At our Forum, Dr. Alamsjah mentioned several problems surrounding the Indonesian economy at present, highlighting in particular the country’s infrastructure problems — from electricity supplies to road access to ports, which can have profoundly adverse impact on the manufacturing sector’s competitive level globally.
We note that while Indonesia’s manufacturing sector’s contribution to the economy is the largest at around 26 percent, its quarter-on-quarter growth in the second quarter 2010 was only 2 percent, vis-à-vis transport and communication sector of 5 percent. This relatively lower growth performance in the manufacturing sector affects the appetite of the banking sector to provide lending. Based on
2010 Bank Indonesia’s survey, banks propensity to avoid financing manufacturing industries has increased to 32 percent in 2010 from 28 percent in 2009.
The result of the aforementioned BI polls reflects the urgency of the implementation of infrastructure-related projects. It is worth highlighting that around 65 percent of Indonesia’s employment stems from the agriculture and manufacturing sectors. Therefore, better performance in the manufacturing sector would undoubtedly boost domestic consumption resulting in a virtuous circle. Thus, it is safe to assume that lack of proper infrastructure does not only slow the manufacturing sector but is also a drag on domestic consumption (i.e. 65 percent of GDP) and Indonesia’s overall GDP growth.
Another point that also emerged during the Bahana Forum was that infrastructure was also the answer to Indonesia’s effort to contain inflationary pressure amid potential weather anomalies which are threatening the supply of food and processed food commodities. Improved infrastructure projects (e.g. roads, electricity and irrigation) could minimize the impact of food price volatility. Bank Indonesia mentioned that the solution should be in the form of better production system, improved stock management and enhanced distribution.
We believe that better-developed infrastructure could help tame inflation and in the end, maintain consumers’ purchasing power. According to the IMF, Indonesia’s consumer price (CPI) had averaged nearly 12 percent since 1997 and 8.5 percent since the implementation of inflation targeting in 2005. Since 2005, inflation in Malaysia, Thailand and the Philippines all recorded relatively lower figures of around 3 percent-6 percent while Mexico and Brazil inflation only reached 4 percent-5 percent.
In sum, high inflation and greater economic growth hinge on the country’s infrastructure-related projects, which are urgently required not only to raise competitiveness but also Indonesians’ purchasing power.

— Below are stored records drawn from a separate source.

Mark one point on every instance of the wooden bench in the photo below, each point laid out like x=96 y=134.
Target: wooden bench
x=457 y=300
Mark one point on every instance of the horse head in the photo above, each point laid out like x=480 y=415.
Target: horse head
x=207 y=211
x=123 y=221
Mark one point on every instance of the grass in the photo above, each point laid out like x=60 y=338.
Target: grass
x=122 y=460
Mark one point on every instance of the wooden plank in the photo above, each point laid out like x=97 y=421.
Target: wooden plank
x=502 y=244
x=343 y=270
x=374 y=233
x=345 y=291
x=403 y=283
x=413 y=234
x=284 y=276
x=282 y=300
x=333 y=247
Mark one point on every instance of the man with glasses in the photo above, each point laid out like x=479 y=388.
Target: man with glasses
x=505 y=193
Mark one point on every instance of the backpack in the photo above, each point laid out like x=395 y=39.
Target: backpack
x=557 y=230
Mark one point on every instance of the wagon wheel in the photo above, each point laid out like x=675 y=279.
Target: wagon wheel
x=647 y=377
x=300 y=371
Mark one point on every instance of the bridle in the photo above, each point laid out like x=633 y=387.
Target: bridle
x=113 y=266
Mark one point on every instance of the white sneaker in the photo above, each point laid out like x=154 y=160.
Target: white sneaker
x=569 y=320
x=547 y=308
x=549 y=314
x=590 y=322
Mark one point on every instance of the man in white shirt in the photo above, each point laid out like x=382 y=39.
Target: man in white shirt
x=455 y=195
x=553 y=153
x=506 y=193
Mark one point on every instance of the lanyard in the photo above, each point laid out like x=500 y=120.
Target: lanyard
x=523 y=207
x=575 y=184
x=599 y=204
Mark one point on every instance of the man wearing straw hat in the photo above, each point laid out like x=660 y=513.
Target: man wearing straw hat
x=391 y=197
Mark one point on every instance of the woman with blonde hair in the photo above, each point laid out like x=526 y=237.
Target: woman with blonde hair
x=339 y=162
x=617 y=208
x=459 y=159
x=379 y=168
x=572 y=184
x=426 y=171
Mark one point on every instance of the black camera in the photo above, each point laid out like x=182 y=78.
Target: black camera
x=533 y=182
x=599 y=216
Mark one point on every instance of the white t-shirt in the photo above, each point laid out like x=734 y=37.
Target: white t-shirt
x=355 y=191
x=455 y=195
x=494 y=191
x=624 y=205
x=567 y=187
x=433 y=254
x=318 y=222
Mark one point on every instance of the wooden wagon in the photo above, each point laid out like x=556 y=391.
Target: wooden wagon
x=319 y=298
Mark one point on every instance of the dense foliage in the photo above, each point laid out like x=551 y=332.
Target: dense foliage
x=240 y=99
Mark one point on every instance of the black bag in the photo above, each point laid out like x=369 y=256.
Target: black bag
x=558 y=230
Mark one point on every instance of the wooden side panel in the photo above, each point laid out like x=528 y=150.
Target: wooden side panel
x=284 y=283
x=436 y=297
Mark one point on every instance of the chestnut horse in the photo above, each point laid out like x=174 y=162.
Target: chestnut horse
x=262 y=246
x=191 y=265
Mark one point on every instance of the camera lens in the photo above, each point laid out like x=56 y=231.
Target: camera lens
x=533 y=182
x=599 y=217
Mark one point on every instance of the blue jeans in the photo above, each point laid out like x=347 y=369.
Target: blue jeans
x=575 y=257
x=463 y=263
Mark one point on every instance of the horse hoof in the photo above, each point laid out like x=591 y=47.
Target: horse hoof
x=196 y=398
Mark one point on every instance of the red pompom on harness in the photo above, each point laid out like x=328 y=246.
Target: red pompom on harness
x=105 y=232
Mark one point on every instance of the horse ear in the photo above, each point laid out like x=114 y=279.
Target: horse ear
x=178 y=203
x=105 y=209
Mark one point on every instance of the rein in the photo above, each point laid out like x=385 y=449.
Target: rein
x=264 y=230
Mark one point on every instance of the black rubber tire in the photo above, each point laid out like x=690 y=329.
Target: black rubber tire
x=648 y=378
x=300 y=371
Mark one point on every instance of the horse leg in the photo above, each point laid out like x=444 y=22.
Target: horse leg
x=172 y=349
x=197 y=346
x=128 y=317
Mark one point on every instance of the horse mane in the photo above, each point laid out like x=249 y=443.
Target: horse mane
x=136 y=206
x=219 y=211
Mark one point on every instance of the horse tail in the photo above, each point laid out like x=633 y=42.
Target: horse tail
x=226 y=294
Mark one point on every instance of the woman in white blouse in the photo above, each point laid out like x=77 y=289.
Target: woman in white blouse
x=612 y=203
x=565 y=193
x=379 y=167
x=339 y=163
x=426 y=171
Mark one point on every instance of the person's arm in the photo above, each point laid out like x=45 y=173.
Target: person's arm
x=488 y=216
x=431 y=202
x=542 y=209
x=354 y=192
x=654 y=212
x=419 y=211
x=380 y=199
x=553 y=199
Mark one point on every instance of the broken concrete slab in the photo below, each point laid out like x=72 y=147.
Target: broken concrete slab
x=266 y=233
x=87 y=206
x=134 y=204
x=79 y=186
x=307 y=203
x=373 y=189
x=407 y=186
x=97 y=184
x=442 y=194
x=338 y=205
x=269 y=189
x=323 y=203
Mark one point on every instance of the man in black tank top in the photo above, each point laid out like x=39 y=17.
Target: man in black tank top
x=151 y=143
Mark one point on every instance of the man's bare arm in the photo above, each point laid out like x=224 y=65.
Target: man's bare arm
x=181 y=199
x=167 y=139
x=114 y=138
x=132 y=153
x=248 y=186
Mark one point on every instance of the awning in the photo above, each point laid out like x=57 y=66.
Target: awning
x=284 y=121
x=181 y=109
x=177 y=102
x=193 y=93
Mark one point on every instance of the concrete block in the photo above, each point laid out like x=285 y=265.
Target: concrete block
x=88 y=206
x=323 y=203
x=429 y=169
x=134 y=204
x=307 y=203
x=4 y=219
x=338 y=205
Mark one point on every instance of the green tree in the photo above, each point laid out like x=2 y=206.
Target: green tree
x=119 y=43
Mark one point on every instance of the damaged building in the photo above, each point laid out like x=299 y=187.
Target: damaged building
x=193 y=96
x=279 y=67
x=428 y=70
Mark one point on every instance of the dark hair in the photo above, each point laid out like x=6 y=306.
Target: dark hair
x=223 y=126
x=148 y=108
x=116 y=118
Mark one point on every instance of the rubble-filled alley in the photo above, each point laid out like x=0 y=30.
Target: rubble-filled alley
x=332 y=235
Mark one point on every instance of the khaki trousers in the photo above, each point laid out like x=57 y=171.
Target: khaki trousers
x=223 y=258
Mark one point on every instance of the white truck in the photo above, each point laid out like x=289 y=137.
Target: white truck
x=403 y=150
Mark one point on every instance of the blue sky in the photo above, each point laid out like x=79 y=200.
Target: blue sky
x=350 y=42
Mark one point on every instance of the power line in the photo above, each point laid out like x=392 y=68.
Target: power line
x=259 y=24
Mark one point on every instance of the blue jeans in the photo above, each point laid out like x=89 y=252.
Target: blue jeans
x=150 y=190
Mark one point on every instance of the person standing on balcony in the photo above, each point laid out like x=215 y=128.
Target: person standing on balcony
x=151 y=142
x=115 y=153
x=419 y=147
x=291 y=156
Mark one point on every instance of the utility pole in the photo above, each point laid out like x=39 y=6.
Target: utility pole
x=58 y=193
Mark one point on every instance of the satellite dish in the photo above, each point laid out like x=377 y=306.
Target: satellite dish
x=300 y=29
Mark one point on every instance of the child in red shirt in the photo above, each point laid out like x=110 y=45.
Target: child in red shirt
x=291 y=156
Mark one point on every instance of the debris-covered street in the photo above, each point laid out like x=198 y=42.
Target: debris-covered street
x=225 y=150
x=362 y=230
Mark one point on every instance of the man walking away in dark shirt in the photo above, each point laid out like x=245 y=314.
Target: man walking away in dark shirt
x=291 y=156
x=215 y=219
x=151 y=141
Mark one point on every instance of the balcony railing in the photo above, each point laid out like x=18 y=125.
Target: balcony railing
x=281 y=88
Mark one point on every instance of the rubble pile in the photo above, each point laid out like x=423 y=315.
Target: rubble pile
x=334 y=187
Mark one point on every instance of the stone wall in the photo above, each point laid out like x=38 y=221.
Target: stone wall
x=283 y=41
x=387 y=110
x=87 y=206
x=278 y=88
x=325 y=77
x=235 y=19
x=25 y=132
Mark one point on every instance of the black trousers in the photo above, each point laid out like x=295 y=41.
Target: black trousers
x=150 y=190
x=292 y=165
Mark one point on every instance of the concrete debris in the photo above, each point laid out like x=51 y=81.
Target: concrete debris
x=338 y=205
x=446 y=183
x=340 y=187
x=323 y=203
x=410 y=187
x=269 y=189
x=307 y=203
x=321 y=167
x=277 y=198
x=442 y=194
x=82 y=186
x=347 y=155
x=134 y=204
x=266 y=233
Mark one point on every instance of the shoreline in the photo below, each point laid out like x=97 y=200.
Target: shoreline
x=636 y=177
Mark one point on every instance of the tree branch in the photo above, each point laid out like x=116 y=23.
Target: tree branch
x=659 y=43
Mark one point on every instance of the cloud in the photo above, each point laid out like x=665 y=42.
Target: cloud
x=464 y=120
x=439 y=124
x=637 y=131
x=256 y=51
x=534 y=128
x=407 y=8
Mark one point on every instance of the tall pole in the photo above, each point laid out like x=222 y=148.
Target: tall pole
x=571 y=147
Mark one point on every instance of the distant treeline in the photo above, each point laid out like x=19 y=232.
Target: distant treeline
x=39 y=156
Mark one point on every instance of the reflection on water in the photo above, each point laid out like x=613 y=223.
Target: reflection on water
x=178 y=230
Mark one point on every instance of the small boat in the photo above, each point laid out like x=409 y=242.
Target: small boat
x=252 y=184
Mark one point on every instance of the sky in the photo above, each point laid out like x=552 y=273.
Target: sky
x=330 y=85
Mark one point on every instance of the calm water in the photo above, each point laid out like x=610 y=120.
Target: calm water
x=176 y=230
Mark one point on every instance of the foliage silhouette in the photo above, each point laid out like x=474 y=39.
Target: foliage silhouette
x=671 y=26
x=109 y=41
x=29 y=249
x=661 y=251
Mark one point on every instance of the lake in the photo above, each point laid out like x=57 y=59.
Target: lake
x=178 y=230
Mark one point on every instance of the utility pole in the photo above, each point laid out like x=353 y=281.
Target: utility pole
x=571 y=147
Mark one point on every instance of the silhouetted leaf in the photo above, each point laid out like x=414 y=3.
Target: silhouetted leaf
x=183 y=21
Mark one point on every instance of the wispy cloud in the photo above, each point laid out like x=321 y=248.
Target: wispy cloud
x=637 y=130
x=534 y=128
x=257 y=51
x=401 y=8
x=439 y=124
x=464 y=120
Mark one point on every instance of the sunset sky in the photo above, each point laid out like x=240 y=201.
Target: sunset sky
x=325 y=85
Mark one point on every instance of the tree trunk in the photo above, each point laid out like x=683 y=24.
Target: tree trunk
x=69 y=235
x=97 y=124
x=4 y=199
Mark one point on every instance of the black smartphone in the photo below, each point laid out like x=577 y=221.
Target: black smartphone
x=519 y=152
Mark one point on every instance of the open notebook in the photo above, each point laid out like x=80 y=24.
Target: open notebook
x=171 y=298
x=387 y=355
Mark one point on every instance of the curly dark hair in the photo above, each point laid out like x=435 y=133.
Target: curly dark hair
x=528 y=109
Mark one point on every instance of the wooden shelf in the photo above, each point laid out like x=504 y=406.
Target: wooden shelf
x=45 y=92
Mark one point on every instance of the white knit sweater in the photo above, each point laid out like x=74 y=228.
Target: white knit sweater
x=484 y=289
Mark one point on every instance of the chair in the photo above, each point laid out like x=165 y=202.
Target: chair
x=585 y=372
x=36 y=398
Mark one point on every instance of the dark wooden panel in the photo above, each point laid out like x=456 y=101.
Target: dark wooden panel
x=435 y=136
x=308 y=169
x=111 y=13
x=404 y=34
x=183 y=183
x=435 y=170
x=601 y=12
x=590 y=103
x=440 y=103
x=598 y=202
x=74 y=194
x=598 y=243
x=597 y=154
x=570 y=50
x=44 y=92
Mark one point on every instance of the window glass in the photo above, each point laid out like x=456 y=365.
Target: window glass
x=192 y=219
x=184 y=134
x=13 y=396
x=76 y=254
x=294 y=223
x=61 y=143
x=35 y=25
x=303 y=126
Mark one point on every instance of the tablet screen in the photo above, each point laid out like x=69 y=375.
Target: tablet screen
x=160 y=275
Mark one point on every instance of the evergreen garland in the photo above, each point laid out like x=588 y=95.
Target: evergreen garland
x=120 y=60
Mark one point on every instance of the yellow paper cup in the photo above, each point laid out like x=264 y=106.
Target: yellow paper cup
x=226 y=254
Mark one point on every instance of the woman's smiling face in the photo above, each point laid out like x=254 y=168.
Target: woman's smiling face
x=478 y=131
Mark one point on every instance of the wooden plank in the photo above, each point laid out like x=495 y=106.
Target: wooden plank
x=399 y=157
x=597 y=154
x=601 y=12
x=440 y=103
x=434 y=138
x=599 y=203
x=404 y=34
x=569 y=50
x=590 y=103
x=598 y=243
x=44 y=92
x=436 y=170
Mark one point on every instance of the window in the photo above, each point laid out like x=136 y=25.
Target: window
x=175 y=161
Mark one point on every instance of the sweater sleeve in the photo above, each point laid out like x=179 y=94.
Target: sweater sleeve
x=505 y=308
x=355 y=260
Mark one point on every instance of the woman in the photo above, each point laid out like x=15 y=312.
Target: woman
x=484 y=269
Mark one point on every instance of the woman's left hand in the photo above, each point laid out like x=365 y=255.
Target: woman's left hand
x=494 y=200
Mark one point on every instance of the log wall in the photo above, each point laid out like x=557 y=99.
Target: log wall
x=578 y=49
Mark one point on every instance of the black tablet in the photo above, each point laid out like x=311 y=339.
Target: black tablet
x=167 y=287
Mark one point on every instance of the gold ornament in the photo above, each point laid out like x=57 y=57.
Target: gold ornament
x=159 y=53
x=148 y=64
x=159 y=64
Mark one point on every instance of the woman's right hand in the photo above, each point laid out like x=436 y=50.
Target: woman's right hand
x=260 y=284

At this stage of the development, rather than looking at the whole archipelago and wonder where infrastructure development should be focused, the government only needs to concentrate on Jabodetabek (the Greater Jakarta Area), where most of the country’s industrial estates are located.
However, this will be easier said than done given Indonesia’s rapidly increasing car and motorcycle sales in the past few years without new roads being built. This monumental project requires immense and intense coordination between ministries, contractors and banks as lenders. The task is daunting, but progress towards infrastructure development as a panacea is undoubtedly too important to ignore for Indonesia.
The writer is an economist at PT Bahana Securities.